What is your American myth? Could it be a story of daring revolutionaries, heroic men coming together to change the direction of human history by both the pen and the sword? Could it be a story of racial oppression and genocide, a colonial tragedy of massive proportions? Both make up the meta-narrative of the United States’ creation, our superhero origin story. Yet one thing remains the same: truth. Competing narratives could disagree on a number of things; points of emphasis, morality, value. One thing they cannot — or at least, should not — disagree on is facts. When that principle is applied to global conflict, a constructive set of moral guidelines for productive discourse may be created.

Unfortunately, a discussion of how to best make peace has not been the fallout from this most recent resolution. Instead, what has followed has been anger, frustration, hostility and more. When we view the Israeli-Palestinian conflict in the context of Lyotard’s concept of meta-narratives, we see a struggle not between two peoples, but between two myths. Both Israelis and Palestinians have inhabited the same land since at least 1948. They both have experienced, or watched the other side experience, the same events during the last 68 years. Yet both have connected the dots in startlingly different ways. It is no mistake that so much of the discussion about the Israeli-Palestinian conflict revolves around the creation of the state of Israel so long ago as opposed to the facts of today. These competing narratives each have degrees of merit. And a resolution to the conflict will come when both sides are willing to compromise on important points of their narratives. Don’t misinterpret that statement — compromising on narrative doesn’t mean accepting a foundation of anything other than truth.

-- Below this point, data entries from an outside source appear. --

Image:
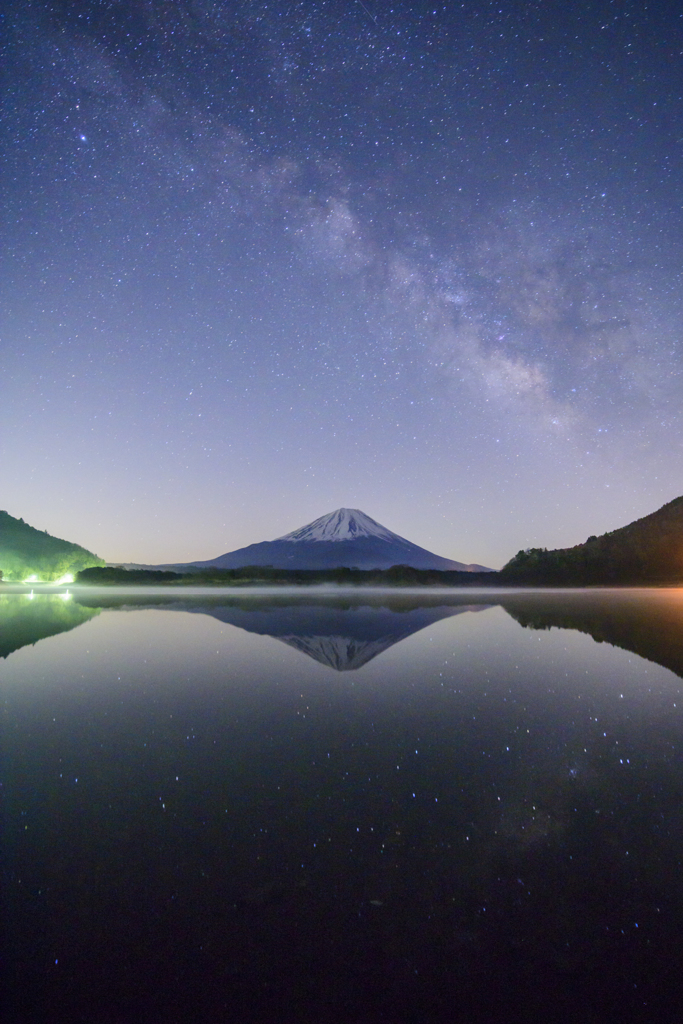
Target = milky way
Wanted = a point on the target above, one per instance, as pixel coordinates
(264, 260)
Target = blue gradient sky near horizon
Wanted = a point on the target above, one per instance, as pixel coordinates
(263, 260)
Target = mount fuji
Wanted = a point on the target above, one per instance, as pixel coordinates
(344, 538)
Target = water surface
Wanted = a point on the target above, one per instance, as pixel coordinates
(342, 806)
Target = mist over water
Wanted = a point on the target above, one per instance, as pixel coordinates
(343, 807)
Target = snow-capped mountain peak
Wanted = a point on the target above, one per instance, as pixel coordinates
(343, 524)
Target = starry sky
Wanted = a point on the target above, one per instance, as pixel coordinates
(266, 259)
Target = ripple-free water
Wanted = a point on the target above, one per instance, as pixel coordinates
(344, 807)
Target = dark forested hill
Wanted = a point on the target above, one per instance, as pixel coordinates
(649, 550)
(28, 552)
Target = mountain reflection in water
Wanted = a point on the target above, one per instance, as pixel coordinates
(481, 825)
(346, 631)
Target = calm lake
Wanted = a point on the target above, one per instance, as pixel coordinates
(342, 806)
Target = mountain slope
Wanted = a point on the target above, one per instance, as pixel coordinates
(343, 538)
(28, 552)
(649, 550)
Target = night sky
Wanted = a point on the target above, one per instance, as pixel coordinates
(262, 260)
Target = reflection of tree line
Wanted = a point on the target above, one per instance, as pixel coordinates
(26, 620)
(647, 623)
(346, 633)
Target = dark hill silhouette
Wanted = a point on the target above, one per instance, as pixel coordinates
(26, 551)
(647, 551)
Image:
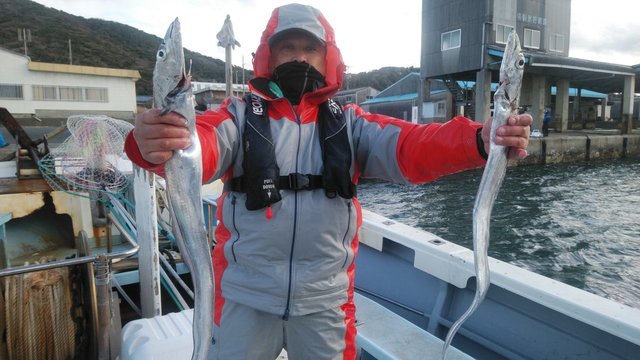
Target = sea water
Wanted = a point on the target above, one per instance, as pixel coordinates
(576, 223)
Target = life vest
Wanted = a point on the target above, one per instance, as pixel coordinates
(262, 181)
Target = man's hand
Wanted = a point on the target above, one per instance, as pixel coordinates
(158, 135)
(514, 134)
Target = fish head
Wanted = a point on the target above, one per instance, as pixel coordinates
(169, 76)
(512, 68)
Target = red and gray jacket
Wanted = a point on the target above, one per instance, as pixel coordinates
(301, 260)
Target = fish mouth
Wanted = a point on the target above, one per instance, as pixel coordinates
(183, 85)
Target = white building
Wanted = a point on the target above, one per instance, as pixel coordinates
(58, 90)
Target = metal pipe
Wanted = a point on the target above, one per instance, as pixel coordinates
(172, 288)
(80, 260)
(103, 291)
(175, 275)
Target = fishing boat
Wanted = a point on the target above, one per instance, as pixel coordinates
(75, 250)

Herein lies the true issue of this recent UNESCO resolution and its ensuing fallout. The struggle for peace between Israelis and Palestinians has gone beyond a struggle between narratives. Instead, it has become the struggle for basic facts. A competition between narratives is not by definition a competition between realities; narrative is not fact, it is the manner and context in which facts are perceived. If Israelis and Palestinians can’t agree on the most basic foundational realities of their conflict, how could they ever possibly solve it? If so much time must be spent figuring truth from fiction, how can the two parties ever get to the real substantive issues, the ones that actually need to be resolved? While discussing this particular controversy, I was never able to address defending Israel against the allegations that the resolution makes against it, many of which I would argue are unequivocally spurious.

It is time for each side to accept reality, to acknowledge their common history, to compromise on narrative, but never on facts. Settling for half-truths and flat-out lies is not a characteristic of any road to peace that is worth going down. To even have to classify accepting reality as compromise is symbolic of the situation’s hopelessness. But if both Israelis and Palestinians could find a way to work through the differences in narratives as opposed to the perceived differences in fact, perhaps peace could be achieved. All people would benefit from distinguishing between fact — the naked truth, events, people, statistics — and narrative — that which ties the facts together into a discernible understanding of the world. At the very least, it would be a constructive development toward resolving the differences that divide us as citizens of this planet.